Bacillus Velezensis DSM 33864 for Reduction of the Risk of Recurrent Clostridioides Difficile Infections

NCT ID: NCT05606159

Last Updated: 2024-11-22

Basic Information

• Recruitment Status: WITHDRAWN
• Clinical Phase: NA
• Study Classification: INTERVENTIONAL
• Study Start Date: 2023-11-30
• Study Completion Date: 2024-12-31

Brief Summary

The purpose of this study is to determine whether a single strain capsulated probiotic, when used after standard C. difficile antibiotic therapy, is effective in reducing the risk of infection recurrence mediated by a decrease in colonization by toxigenic C. difficile. This study will include adults with a history of two episodes of C. difficile infection (CDI).

Detailed Description

The goal of this multi-center randomized double-blinded placebo-controlled trial is to evaluate the tolerability and effect of a probiotic dietary supplement on the reduction of the risk of recurrent C. difficile infection in adults who have experienced two previous C. difficile infection episodes.

The main aim of this study is to assess the effect of a probiotic dietary supplement on the colonization (cell counts) of C. difficile over time and also to assess the correlation between level of C. difficile colonization and recurrence of CDI.

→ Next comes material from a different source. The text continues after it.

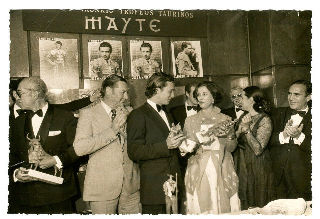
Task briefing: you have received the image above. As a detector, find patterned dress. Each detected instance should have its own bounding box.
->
[184,107,240,214]
[234,114,274,210]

Approximately, 104 research subjects will be randomized into two arms and will use either one capsule daily of the probiotic supplement or placebo once daily with breakfast, for 8 weeks. All outcomes will be compared across the supplementation and placebo arm.

Conditions

Clostridium Difficile Infection Recurrence

Study Design

• Allocation Method: RANDOMIZED
• Intervention Model: PARALLEL
• Primary Study Purpose: SUPPORTIVE_CARE
• Blinding Strategy: QUADRUPLE

Study Groups

Bacillus velezensis DSM 33864

This arm will receive a single strain probiotic capsule containing Bacillus velezensis DSM 33864.

The probiotic will be taken orally, once a day, for 8 weeks.

Group Type: EXPERIMENTAL

Bacillus velezensis DSM 33864

Intervention Type: DIETARY_SUPPLEMENT

1 probiotic capsule to be taken orally once a day, with breakfast, once a day for 8 weeks.

Placebo control group

A placebo capsule containing microcrystalline cellulose will be taken orally, once a day, for 8 weeks.

Group Type: PLACEBO_COMPARATOR

Placebo

Intervention Type: DIETARY_SUPPLEMENT

1 microcrystalline cellulose-containing placebo capsule to be taken orally once a day with breakfast, for 8 weeks.

Interventions

Bacillus velezensis DSM 33864

1 probiotic capsule to be taken orally once a day, with breakfast, once a day for 8 weeks.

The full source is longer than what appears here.